Author Sally Michael, cofounder of Children Desiring God ministry and a part of the family discipleship program at Bethlehem Baptist Church (John Piper’s church), has given the family one of the most valuable resources I have found. God’s Names (P&R Publishing, 2011) is a “mini-primer on the character of God as revealed by His names,” Michael states in the preface to her book. She explains that the book is to be “an interactive dialogue between adult and child” as they discover God’s character together. Parents are to apply this resource to help them model a belief that we can trust God’s name and that “He is worthy of our love and praise.”
A short but instructive introduction to parents on how to use the book “to present solid truth to their children and to encourage real-life application of the truth” begins this resource. Michael’s book is set apart from others by her desire to help parents go beyond simply teaching God’s names intellectually. She offers assistance in moving toward building a relationship between parent and child, interacting to help a child discover truth instead of simply hearing it, understanding truth and integrating it into “your child’s theological framework,” helping the child relate to God, emphasizing the power of God’s Word, presenting the gospel interspersed throughout the book, and praying for the Holy Spirit to quicken truth to children’s hearts. Following the introduction is a helpful pronunciation guide, from which I learned that I probably have been mispronouncing some of God’s names for years!
After this meaty beginning, there are twenty-six, four-page chapters highlighting a name of God in Scripture or, in some cases, giving a gospel message by applying the names previously discussed to God’s salvation message. Michael covers familiar Old Testament names, such as Elohim, El Shaddai, and Jehovah-Jireh, as well as less familiar ones, such as Jehovah Or. She then moves to New Testament names, such as Lamb of God, Savior, Messiah, Christ, Coming King, and others. Each chapter ends with a “Learning to Trust God” section, with scripture to read, discussion questions, and an activity.

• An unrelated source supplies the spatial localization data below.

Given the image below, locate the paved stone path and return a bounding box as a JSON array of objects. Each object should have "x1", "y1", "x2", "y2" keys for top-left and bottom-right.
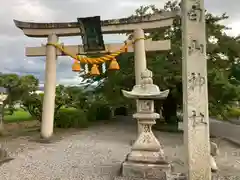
[{"x1": 0, "y1": 119, "x2": 240, "y2": 180}]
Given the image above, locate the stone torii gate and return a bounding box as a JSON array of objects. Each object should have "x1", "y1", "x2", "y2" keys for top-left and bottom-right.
[
  {"x1": 14, "y1": 11, "x2": 177, "y2": 140},
  {"x1": 14, "y1": 1, "x2": 213, "y2": 179}
]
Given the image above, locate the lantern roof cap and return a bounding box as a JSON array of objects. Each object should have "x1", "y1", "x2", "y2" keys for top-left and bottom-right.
[{"x1": 122, "y1": 69, "x2": 169, "y2": 100}]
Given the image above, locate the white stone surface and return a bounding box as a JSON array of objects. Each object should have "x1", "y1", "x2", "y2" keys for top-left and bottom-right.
[
  {"x1": 41, "y1": 34, "x2": 58, "y2": 139},
  {"x1": 133, "y1": 28, "x2": 147, "y2": 135},
  {"x1": 182, "y1": 0, "x2": 211, "y2": 179},
  {"x1": 133, "y1": 29, "x2": 147, "y2": 86},
  {"x1": 15, "y1": 11, "x2": 177, "y2": 37},
  {"x1": 25, "y1": 40, "x2": 171, "y2": 57}
]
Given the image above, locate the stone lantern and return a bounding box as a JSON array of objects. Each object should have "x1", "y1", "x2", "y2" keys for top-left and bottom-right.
[{"x1": 121, "y1": 69, "x2": 171, "y2": 179}]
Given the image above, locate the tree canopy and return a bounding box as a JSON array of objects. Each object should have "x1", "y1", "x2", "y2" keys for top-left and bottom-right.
[
  {"x1": 0, "y1": 73, "x2": 39, "y2": 114},
  {"x1": 82, "y1": 1, "x2": 240, "y2": 121}
]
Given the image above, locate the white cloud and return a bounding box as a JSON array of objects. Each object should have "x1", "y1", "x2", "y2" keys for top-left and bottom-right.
[
  {"x1": 226, "y1": 22, "x2": 240, "y2": 37},
  {"x1": 58, "y1": 76, "x2": 83, "y2": 86},
  {"x1": 12, "y1": 0, "x2": 54, "y2": 21}
]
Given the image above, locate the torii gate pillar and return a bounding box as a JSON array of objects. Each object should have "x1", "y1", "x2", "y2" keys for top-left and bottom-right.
[
  {"x1": 41, "y1": 34, "x2": 58, "y2": 139},
  {"x1": 134, "y1": 28, "x2": 147, "y2": 135}
]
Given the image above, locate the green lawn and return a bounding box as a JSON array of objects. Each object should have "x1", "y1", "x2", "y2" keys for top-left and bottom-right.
[
  {"x1": 4, "y1": 109, "x2": 34, "y2": 123},
  {"x1": 3, "y1": 107, "x2": 77, "y2": 123}
]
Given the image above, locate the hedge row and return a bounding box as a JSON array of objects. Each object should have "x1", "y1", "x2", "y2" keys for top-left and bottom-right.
[{"x1": 54, "y1": 104, "x2": 112, "y2": 129}]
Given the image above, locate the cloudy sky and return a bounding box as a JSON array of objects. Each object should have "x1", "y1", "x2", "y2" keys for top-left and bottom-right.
[{"x1": 0, "y1": 0, "x2": 239, "y2": 86}]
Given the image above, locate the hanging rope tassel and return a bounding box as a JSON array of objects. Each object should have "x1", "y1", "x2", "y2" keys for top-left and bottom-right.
[
  {"x1": 72, "y1": 60, "x2": 81, "y2": 72},
  {"x1": 109, "y1": 57, "x2": 120, "y2": 70},
  {"x1": 90, "y1": 64, "x2": 100, "y2": 76}
]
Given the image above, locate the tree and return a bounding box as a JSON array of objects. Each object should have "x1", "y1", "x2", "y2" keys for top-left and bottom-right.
[
  {"x1": 21, "y1": 93, "x2": 43, "y2": 121},
  {"x1": 0, "y1": 73, "x2": 39, "y2": 134},
  {"x1": 64, "y1": 86, "x2": 89, "y2": 109},
  {"x1": 0, "y1": 74, "x2": 20, "y2": 114},
  {"x1": 83, "y1": 1, "x2": 240, "y2": 122},
  {"x1": 0, "y1": 74, "x2": 39, "y2": 113},
  {"x1": 22, "y1": 85, "x2": 71, "y2": 121},
  {"x1": 19, "y1": 75, "x2": 39, "y2": 95}
]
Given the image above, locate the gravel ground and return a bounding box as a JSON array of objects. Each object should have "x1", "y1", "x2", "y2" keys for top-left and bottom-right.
[{"x1": 0, "y1": 119, "x2": 240, "y2": 180}]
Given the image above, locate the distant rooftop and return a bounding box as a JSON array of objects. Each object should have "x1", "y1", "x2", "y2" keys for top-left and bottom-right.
[
  {"x1": 38, "y1": 84, "x2": 96, "y2": 92},
  {"x1": 0, "y1": 87, "x2": 7, "y2": 93}
]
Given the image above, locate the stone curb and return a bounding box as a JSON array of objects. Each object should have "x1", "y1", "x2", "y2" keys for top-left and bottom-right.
[
  {"x1": 222, "y1": 138, "x2": 240, "y2": 148},
  {"x1": 210, "y1": 119, "x2": 240, "y2": 147}
]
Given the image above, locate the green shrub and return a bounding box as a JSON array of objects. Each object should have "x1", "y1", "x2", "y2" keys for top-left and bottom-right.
[
  {"x1": 209, "y1": 103, "x2": 230, "y2": 120},
  {"x1": 54, "y1": 108, "x2": 89, "y2": 128},
  {"x1": 226, "y1": 108, "x2": 240, "y2": 118},
  {"x1": 87, "y1": 103, "x2": 112, "y2": 122}
]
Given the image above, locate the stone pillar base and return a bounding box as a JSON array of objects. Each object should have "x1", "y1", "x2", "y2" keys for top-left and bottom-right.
[
  {"x1": 122, "y1": 161, "x2": 171, "y2": 180},
  {"x1": 30, "y1": 135, "x2": 62, "y2": 144}
]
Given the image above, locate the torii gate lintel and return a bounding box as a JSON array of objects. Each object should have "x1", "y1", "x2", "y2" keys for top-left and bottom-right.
[{"x1": 13, "y1": 11, "x2": 178, "y2": 37}]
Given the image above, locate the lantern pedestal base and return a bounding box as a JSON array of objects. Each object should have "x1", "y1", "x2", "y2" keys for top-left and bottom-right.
[
  {"x1": 122, "y1": 161, "x2": 171, "y2": 180},
  {"x1": 127, "y1": 150, "x2": 168, "y2": 164}
]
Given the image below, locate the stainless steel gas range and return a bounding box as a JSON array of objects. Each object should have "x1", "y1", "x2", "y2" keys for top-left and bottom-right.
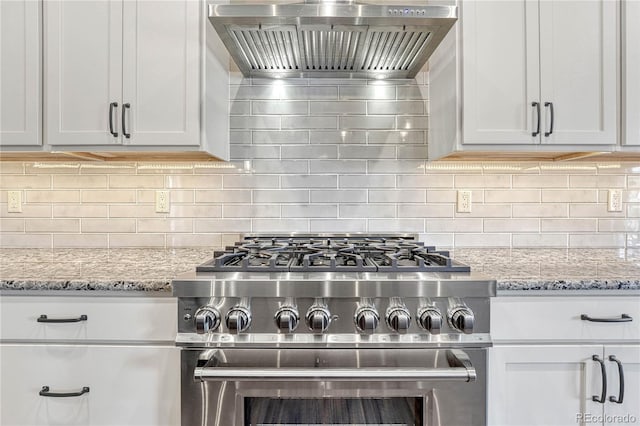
[{"x1": 173, "y1": 234, "x2": 496, "y2": 426}]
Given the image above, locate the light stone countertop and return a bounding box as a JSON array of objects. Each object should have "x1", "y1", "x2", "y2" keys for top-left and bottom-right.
[{"x1": 1, "y1": 248, "x2": 639, "y2": 294}]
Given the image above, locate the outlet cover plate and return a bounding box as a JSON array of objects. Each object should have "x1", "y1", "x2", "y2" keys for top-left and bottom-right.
[
  {"x1": 155, "y1": 190, "x2": 170, "y2": 213},
  {"x1": 457, "y1": 190, "x2": 472, "y2": 213},
  {"x1": 608, "y1": 189, "x2": 622, "y2": 212},
  {"x1": 8, "y1": 191, "x2": 22, "y2": 213}
]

Every Christian parent’s home should contain a copy of God’s Names, in my opinion, to guide them in introducing their early elementary-age children to our wonderful, amazing God Who, I learned, has more than 700 names, titles, and nicknames in the Bible. The $16.95 retail price is a small investment for a valuable resource.
“And those who know Your name will put their trust in You; For You, O LORD, have not forsaken those who seek You” (Psalm 9:10, NASB). As Michael says in the preface, “May your name and your children’s names be remembered by the Lord forever.” Amen.